In the medical technology space, compliance is critical to success. Your business could have the most impressive solution on the market, but if you fail to meet HIPAA compliance, you’re dead in the water.
Luckily for healthcare innovators, MedStack was created to help businesses reach market faster than ever. Their platform delivers built-in privacy and security protocols in a developer-flexible cloud hosting environment with pre-written HIPAA privacy policy documentation, accelerating healthcare apps to market.
How much is MedStack doing in MRR?
MedStack is a pure-play SaaS company that charges its customers on a monthly subscription basis. On average, customers pay them $700 per month and scale up based on server usage.
The company has scaled to 45 total customers today and is doing $31k in MRR right now, according to CEO Balaji Gopalan. MedStack has grown 200% year over year and is up from $10k in MRR 12 months ago.
What is MedStack’s churn today?
Founded three years ago, MedStack has only churned 10% of their customers of the duration of operation. The company has been able to drive growth through their land and expand model with customers exhibiting 4-5x growth each year.

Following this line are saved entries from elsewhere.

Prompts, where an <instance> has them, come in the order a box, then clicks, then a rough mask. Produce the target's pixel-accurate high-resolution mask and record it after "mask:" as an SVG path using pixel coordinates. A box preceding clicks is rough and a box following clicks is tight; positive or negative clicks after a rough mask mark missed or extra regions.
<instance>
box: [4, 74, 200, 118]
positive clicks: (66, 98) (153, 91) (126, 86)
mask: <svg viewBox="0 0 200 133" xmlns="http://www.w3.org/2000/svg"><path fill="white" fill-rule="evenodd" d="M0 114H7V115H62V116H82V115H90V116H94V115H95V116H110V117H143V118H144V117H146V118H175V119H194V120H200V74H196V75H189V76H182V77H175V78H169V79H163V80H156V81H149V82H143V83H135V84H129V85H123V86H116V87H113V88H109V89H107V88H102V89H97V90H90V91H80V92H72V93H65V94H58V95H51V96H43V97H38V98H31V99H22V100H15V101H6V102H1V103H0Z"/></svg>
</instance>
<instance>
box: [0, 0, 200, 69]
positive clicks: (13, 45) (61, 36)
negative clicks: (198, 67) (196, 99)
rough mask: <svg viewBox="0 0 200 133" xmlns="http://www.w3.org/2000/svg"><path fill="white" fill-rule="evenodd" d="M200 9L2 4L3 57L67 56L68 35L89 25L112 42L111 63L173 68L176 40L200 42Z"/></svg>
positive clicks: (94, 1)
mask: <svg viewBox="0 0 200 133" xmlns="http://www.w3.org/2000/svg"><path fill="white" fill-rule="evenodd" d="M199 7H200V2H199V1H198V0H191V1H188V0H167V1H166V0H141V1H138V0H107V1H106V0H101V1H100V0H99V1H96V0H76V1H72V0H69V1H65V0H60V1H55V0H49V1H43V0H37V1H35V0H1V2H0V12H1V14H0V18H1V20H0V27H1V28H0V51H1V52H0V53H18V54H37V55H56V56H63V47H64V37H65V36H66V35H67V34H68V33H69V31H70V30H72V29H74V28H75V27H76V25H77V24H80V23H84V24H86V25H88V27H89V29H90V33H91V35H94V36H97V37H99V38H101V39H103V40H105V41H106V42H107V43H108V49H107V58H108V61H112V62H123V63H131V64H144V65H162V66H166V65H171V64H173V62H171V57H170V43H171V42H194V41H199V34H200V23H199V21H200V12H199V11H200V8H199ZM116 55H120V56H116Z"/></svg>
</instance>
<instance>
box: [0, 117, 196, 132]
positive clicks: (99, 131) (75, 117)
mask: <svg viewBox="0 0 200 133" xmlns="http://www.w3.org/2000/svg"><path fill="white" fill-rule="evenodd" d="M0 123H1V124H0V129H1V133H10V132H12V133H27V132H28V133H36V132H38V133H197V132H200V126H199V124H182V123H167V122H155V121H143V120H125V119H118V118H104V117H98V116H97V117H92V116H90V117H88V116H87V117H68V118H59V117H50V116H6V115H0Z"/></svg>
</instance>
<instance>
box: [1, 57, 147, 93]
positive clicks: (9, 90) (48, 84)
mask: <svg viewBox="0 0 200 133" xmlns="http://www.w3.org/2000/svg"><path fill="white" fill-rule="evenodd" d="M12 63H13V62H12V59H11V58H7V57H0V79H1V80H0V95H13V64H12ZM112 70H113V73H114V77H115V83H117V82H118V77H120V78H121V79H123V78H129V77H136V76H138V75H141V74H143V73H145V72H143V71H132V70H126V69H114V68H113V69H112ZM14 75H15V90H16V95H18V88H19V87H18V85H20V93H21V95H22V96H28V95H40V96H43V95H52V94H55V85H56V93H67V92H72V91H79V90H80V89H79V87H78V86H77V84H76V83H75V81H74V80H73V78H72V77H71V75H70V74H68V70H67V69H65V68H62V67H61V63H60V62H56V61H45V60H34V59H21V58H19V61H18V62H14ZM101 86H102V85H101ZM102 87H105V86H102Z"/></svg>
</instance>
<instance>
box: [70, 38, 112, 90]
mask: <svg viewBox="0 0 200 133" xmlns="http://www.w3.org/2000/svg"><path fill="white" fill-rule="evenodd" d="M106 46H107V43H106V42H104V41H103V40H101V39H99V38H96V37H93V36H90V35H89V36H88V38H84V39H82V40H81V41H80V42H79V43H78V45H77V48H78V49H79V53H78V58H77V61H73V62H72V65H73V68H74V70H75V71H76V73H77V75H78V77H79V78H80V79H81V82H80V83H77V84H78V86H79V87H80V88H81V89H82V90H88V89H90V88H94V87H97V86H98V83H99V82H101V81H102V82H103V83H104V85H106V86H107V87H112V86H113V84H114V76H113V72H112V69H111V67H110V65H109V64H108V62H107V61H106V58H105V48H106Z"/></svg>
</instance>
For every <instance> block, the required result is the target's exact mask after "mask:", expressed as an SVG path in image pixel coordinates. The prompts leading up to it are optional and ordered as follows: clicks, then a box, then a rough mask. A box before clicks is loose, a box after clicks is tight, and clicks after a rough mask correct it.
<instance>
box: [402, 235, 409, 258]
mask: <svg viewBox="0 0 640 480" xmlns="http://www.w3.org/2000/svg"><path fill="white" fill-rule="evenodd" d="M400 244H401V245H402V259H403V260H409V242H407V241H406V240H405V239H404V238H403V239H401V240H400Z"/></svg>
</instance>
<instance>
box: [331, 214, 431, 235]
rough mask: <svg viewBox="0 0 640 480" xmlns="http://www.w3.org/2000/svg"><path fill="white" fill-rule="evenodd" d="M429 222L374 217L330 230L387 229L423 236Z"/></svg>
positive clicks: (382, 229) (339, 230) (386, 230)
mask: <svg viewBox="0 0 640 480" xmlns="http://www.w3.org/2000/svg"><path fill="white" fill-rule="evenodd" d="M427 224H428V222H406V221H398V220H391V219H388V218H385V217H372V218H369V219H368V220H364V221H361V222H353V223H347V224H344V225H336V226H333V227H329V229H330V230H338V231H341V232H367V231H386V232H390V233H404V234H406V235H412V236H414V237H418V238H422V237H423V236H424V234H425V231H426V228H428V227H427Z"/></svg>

Customer acquisition cost (CAC) has been a huge focus for the company over the last year. Overall, they have been able to reduce CAC from $2,800 to below $2k in the last 12 months. MedStack is receiving payback within 3 months today and models lifetime value over 3 to 4 years.
How much has MedStack raised?
Overall, MedStack has raised $500k in total capital over three years. Gopalan noted that the company is currently in the middle of raising a $1.5M priced equity, seed round at a $6.5M pre-money valuation right now.
Their team of seven full-time employees is based in Ontario, Canada and is aiming to keep up their impressive growth after closing their next round of capital.